Nem só de baixos, porém, vive A Vingança de Salazar. Embora sigam arquétipos explorados a exaustão dentro da franquia, os novos personagens funcionam bem dentro deste quinto filme. Com um misto de carisma e inocência, o jovem Brenton Thwaites enche a tela de energia na pele do determinado Henry, sendo premiado com um arco familiar levemente interessante e com algumas cenas divertidas. Assim como o herói, aliás, o vilanesco Salazar se revela um antagonista à altura de uma produção de US$ 230 milhões. Impulsionado pela raivosa atuação do talentoso Javier Badem, o antagonista ganha um arco genérico, é verdade, mas um visual realmente ameaçador, uma aura cruel que deveria ter sido melhor explorada pelo roteiro. A fonte de frescor desta continuação, entretanto, reside na cerebral Carina Smyth. Longe de ser uma donzela indefesa, a protagonista assume as rédeas da trama com naturalidade, potencializada pela magnética performance da inglesa Kaya Scodelario. Ainda que o argumento force ao tentar criar um 'plot twist' acerca do passado dela, a heroína rouba a cena ao adicionar um viés (superficialmente) científico ao longa, ao se revelar a única capaz de decifrar o "mapa que nenhum homem conseguia ler" e ao protagonizar alguns dos momentos mais engraçados da película. Por outro lado, embora ela se revele uma figura moderna e atuante, é chato ainda ver uma personagem feminina ganhar um visual inegavelmente sexualizado, com direito a um generoso decote, uma vestimenta tradicional nas produções de época, mas que não parece combinar com a essência "nerd" da heroína. 

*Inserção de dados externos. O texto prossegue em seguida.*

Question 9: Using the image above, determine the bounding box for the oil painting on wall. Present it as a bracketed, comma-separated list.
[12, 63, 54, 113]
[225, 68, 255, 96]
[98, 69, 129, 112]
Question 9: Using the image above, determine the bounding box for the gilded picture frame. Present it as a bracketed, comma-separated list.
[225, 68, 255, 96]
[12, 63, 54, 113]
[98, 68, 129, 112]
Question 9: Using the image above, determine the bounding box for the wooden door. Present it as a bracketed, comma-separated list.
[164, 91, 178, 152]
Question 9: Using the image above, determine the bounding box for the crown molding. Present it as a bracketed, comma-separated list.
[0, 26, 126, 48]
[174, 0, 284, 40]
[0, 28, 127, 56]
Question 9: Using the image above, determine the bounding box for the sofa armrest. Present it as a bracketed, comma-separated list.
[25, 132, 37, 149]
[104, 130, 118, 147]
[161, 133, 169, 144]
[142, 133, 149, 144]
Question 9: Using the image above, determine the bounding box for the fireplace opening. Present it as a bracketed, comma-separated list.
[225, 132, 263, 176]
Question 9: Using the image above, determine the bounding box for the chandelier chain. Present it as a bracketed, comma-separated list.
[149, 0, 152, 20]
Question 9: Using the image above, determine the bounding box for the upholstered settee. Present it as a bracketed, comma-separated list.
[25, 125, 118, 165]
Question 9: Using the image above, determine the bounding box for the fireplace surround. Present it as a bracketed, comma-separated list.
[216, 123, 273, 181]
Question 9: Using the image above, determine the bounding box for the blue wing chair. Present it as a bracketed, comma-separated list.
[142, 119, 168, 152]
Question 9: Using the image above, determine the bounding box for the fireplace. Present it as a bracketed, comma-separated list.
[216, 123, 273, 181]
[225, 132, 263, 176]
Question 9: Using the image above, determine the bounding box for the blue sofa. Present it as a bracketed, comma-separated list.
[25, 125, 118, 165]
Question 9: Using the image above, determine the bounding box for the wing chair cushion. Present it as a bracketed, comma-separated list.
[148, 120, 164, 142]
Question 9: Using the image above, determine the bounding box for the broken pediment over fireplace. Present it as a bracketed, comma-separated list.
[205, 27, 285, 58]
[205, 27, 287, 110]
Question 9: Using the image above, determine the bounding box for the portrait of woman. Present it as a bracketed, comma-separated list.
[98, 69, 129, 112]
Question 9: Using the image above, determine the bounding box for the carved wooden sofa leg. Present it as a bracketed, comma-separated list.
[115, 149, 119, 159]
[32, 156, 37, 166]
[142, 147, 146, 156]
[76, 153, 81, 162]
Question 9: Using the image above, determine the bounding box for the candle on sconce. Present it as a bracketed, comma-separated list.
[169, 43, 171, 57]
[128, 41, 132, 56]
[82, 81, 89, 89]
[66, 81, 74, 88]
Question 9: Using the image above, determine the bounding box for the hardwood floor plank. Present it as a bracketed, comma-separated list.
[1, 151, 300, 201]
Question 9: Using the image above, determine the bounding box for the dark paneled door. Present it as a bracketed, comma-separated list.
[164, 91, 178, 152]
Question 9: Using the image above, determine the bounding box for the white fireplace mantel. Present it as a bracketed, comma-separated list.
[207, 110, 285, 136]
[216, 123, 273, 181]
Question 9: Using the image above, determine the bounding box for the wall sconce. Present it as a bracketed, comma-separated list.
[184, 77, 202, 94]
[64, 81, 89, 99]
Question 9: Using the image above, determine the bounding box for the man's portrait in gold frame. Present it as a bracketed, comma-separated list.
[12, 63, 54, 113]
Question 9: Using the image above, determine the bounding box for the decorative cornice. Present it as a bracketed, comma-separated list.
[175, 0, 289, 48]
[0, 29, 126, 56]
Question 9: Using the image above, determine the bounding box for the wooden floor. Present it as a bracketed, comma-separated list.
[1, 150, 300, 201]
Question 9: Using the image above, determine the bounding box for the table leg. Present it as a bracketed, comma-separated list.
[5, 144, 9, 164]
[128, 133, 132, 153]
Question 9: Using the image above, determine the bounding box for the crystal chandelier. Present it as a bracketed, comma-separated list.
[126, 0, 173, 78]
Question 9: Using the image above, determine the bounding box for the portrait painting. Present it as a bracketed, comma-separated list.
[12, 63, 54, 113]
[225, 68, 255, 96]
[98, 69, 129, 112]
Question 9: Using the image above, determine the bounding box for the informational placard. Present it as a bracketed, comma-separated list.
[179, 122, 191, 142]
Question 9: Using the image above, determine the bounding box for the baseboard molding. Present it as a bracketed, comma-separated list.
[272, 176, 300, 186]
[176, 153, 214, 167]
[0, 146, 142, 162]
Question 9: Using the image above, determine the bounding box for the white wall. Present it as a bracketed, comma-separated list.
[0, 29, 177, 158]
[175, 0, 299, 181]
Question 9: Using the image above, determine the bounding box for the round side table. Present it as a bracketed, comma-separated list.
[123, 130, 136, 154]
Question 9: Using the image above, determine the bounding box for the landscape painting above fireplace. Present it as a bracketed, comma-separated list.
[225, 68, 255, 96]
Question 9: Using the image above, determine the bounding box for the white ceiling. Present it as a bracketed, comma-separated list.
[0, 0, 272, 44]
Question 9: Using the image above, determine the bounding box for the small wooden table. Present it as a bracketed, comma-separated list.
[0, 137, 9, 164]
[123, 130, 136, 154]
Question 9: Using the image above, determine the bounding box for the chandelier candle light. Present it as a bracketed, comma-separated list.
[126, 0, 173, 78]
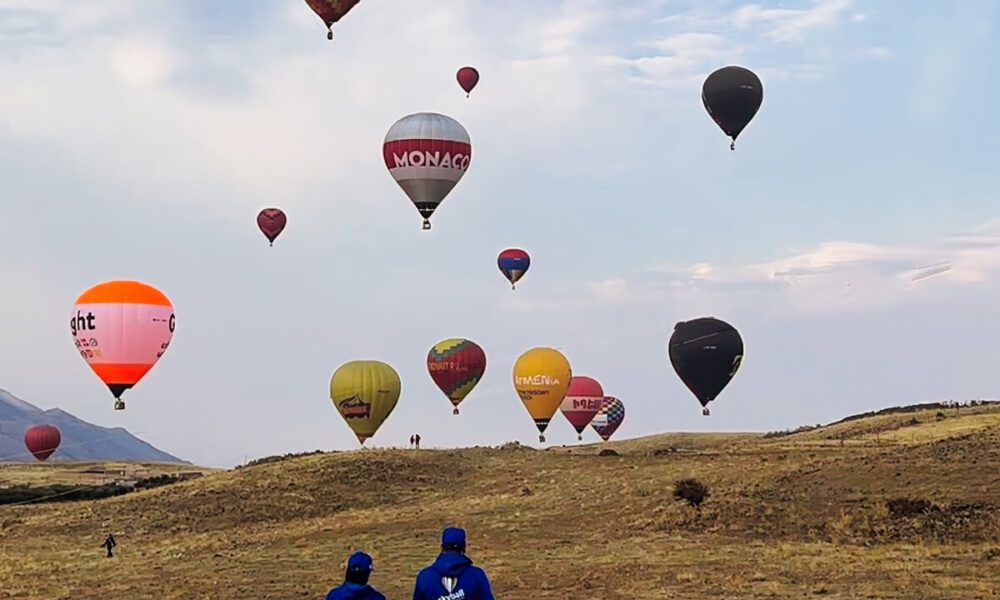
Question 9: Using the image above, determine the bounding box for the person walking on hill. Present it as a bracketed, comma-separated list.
[414, 433, 421, 449]
[101, 533, 117, 558]
[410, 434, 415, 449]
[325, 551, 386, 600]
[412, 527, 495, 600]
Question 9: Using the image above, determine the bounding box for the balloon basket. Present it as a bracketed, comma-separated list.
[538, 434, 545, 443]
[452, 407, 459, 415]
[327, 30, 333, 41]
[114, 400, 125, 411]
[422, 220, 432, 230]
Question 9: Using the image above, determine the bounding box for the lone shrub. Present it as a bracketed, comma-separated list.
[886, 497, 937, 518]
[673, 478, 710, 510]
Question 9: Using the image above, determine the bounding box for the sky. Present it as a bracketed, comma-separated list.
[0, 0, 998, 468]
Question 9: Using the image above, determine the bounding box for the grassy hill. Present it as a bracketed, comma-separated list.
[0, 405, 997, 599]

Outro ponto que agrada é o aspecto visual da obra. Por mais que as populares batalhas entre as embarcações sejam menos frequente, Joachim Rønning e Espen Sandberg compensam a falta de originalidade do roteiro com um visual genuinamente inventivo. Equilibrando CGI e recursos práticos com desenvoltura, a dupla consegue construir sequências à altura da trilogia original, realçando o viés aventureiro ao longo das cansativas duas horas e dez minutos de projeção. Numa espécie de homenagem ao filme Velozes e Furiosos 5: Operação Rio, por exemplo, Rønning e Sandberg elevam o nível da brincadeira ao arquitetar uma improvável cena de fuga, uma sequência estupidamente divertida que dita o tom do envolvente primeiro ato. Um triunfo estético que, diga-se de passagem, se repete na composição da fantasmagórica tripulação do Capitão Salazar e dos sombrios embates marítimos. Ainda que não sejam propriamente assustadores, os antagonistas ganham uma roupagem de respeito, um visual esfumaçante realmente impactante. Já as cenas de ação sofrem de um "mal" recorrente dentro dos títulos do gênero, a falta de luz, o que deve se tornar um problema mais perceptível nas sessões em 3-D. Por falar nas sequências mais "combativas", é no clímax que a continuação se torna realmente relevante, principalmente pelo cuidado dos diretores no arremate do arco do mais regular personagem da saga, o sempre ótimo Capitão Barbosa. Ponto para a equilibrada atuação de Geoffrey Rush, impecável ao traduzir a faceta exótica deste dúbio protagonista.


Em suma, com um roteiro pouco inspirado e recheado de falhas, vide os irrelevantes personagens interpretados por David Wenham e Golshifteh Farahan, Piratas do Caribe: A Vingança de Salazar só comprova o saturamento de uma franquia que parece ter se "ancorado" no seu passado. Com pouquíssimas novidades para oferecer, a dupla Joachim Rønning e Espen Sandberg cumpre as expectativas ao entregar uma sequência esteticamente agradável, um entretenimento leve e despretensioso que ao menos soa melhor que o esquecível filme anterior. No final das contas, porém, apesar do carisma de alguns dos novos personagens, das divertidas sequências aventurescas, da épica trilha sonora, da expressiva fotografia tropical e do emotivo clímax, a impressão que fica é que a magia da trilogia original se perdeu diante dos inúmeros interesses comerciais.